The new program at Busey is similar to other data-driven rewards programs getting underway. An Atlanta-based startup, Cardlytics, is planning pilot programs with three banks that will have targeted merchant offers sent to customers through online banking sessions. Cardlytics CEO Scott Grimes would not name the banks, but his firm is gaining attention because Grimes and president Lynn Laube are each former Capital One executives who were instrumental in the 2007 rollout of the issuer's industry-rattling decoupled debit product.

"Banks...don't have a lot of interchange to go and reward consumers," says Grimes. "We've brought in a new source of economics for the loyalty relationship, and that's merchants who value reaching customers through the banking portal."

A second-quarter 2009 rollout was planned by Jack Henry & Associates and partner Saylent Technologies for a "Big Rewards" program that Jack Henry clients can use to micro-target pockets of customers with incentives based on their transaction history - for both external rewards offerings or for internal incentives to promote bank products or services.

By being able to mine debit transactions, merchants have the market opportunities to "dice and sort" bank customer data in important new ways - especially through competitive research, says Elizabeth Rowe, a principal analyst with Mercator Advisory Group. For example, Burger King could build a database of McDonald's patrons through the transactions compiled by the bank and poach them with a special offer."

In a pilot program last year, Busey and convenience-store chain Super Pantry offered a $10 gift-card incentive to about 6,000 cardholders who frequented other stores to come swipe $100 in Super Pantry purchases.

Grimes says Cardlytics' system will be able to offer up to $200 a year in account rewards value to customers, versus the average debit-card program return of $15 to $30 a year. Data-driven rewards can serve as more than a new profit center. Institutions have struggled with improving lagging consumer interest in debit rewards programs. Only 27 percent of debit cardholders in a First Data survey in December participated in rewards programs, and large percentage — up to 40 percent — have grown unhappy with offers that lack quality, variety or usefulness.

While consumers aren't clamoring for debit rewards, more banks are moving toward offering them. The 2008 Pulse Network Debit issuer survey found 51 percent of banks had a debit rewards program, up from 37 percent two years earlier.
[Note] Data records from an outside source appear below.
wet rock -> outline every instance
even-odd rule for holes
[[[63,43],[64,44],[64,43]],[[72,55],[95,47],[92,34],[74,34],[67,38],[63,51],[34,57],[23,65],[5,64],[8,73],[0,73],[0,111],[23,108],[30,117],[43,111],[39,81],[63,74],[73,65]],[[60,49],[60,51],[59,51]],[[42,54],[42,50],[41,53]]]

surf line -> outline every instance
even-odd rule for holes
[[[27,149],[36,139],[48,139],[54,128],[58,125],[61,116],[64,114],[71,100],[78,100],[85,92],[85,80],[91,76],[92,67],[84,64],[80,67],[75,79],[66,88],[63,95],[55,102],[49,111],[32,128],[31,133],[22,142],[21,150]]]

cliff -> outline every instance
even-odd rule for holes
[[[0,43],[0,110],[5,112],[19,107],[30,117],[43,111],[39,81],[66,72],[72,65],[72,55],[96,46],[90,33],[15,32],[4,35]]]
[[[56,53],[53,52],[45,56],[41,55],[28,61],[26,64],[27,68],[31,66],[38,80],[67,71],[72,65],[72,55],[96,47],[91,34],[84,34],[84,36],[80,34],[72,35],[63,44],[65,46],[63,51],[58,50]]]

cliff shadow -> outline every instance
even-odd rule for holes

Another 23 percent were considering adding the programs.

Getting more debit-card use out of customers is becoming a crucial link to performance as lending opportunities — and that includes credit card lending — shrink. "It's probably the last refuge for any kind of potential growth opportunity at the moment," says Aite Group analyst Ron Shevlin.

At Busey Bank, chief retail officer Susan Abbott says the bank's goal is for merchant component to eventually provide about half the total income generated by its debit rewards programs.